= Council of Austerfield =

The Council of Austerfield was an ecclesiastical synod held at Austerfield, in southern Northumbria in 702 or 703.

The council was called by King Aldfrith of Northumbria to discuss whether Wilfrid should be returned to the see of York from which he had been expelled in 686. Wilfrid had appealed to the papacy around 700, and Pope Sergius I had sent the matter back to Britain to be decided locally. This resulted in Aldfrith convening the council in either 702 or 703 according to different sources. The date of the council has been calculated from two pieces of information: that it took place 22 years after the decision to expel Wilfrid from York, around 679–680, and that Wilfrid had held episcopal office for almost 40 years when Austerfield was convened.
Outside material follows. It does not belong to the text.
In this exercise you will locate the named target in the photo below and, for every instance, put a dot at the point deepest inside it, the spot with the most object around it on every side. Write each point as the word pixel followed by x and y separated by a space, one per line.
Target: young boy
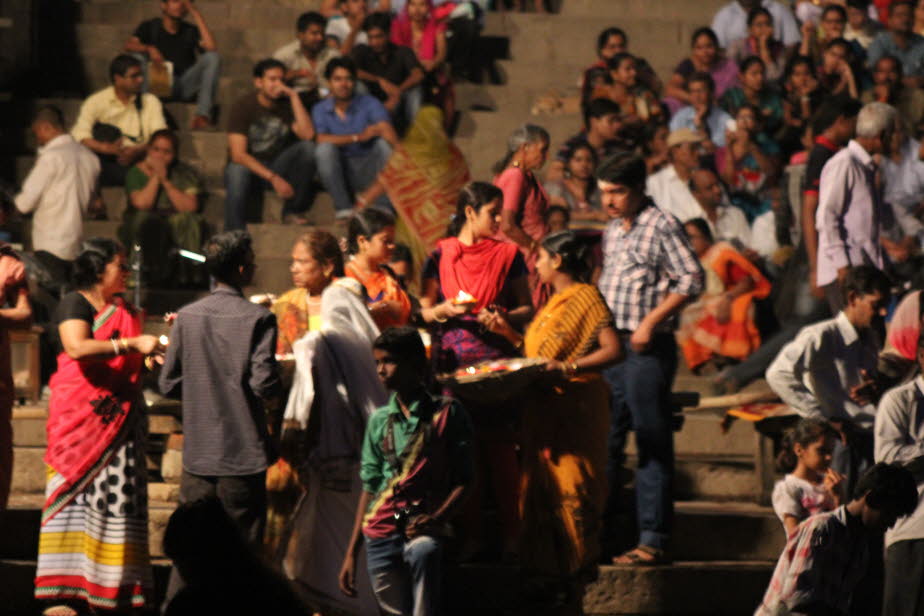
pixel 828 554
pixel 417 462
This would make the date of the council sometime before 704.

The council was called at a place described as in campo qui Eostrefeld dicitur and in campo qui dicitur Oustraefelda, which has led to the site of the council being identified with Austerfield near Bawtry in South Yorkshire (formerly in the West Riding of Yorkshire). Another possible location is Nosterfield near Ripon in the North Riding of Yorkshire. The main determining factor in favouring Austerfield over Nosterfield is that Nosterfield is not attested as a location before the 13th century.
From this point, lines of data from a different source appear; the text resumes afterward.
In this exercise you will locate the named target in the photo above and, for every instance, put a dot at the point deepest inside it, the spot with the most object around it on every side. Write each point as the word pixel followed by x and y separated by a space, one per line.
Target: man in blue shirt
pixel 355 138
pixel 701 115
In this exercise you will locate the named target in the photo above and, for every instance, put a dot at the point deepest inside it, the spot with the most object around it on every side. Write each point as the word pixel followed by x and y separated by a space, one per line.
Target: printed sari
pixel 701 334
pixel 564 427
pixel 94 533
The council was presided over by Berhtwald, the Archbishop of Canterbury. It was attended by bishops from the entirety of the Anglo-Saxon church, both from Northumbria and from the southern part of Britain. Besides the bishops, abbots from monasteries in Britain are recorded as attending at Austerfield, and Wilfrid's biographer records that Wilfrid was accompanied by a number of priests and deacons. Laymen were also present, including King Aldfrith, as well as some of Aldfrith's thegns.

One account of the council survives, that of Wilfrid's biographer, Stephen of Ripon in the Vita Sancti Wilfrithi. Aldfrith and Berhtwald opposed Wilfrid's desire to return to York, but Wilfrid was supported by King Æthelred of Mercia, who had given Wilfrid shelter while he was in exile. Most of the bishops attending as well as some abbots appear to have opposed Wilfrid. According to Stephen, Wilfrid's opponents wanted to seize all Wilfrid's properties and offices, but Berhtwald offered a compromise that would have allowed Wilfrid to retain some monasteries but would have prevented him from performing the office of bishop. In response, Wilfrid gave a long speech that described all his career as a churchman. The main difficulty lay in Wilfrid's refusal to obey Berhtwald, who had archiepiscopal authority over him. The decision of the council was that Wilfrid should remain exiled from York and return to the monastery of Ripon and not leave and no longer be a bishop. Wilfrid disagreed with this decision and appealed to the papacy again.

Wilfrid was eventually reconciled to the archbishop, bishops and laymen at the Council of Nidd in 705.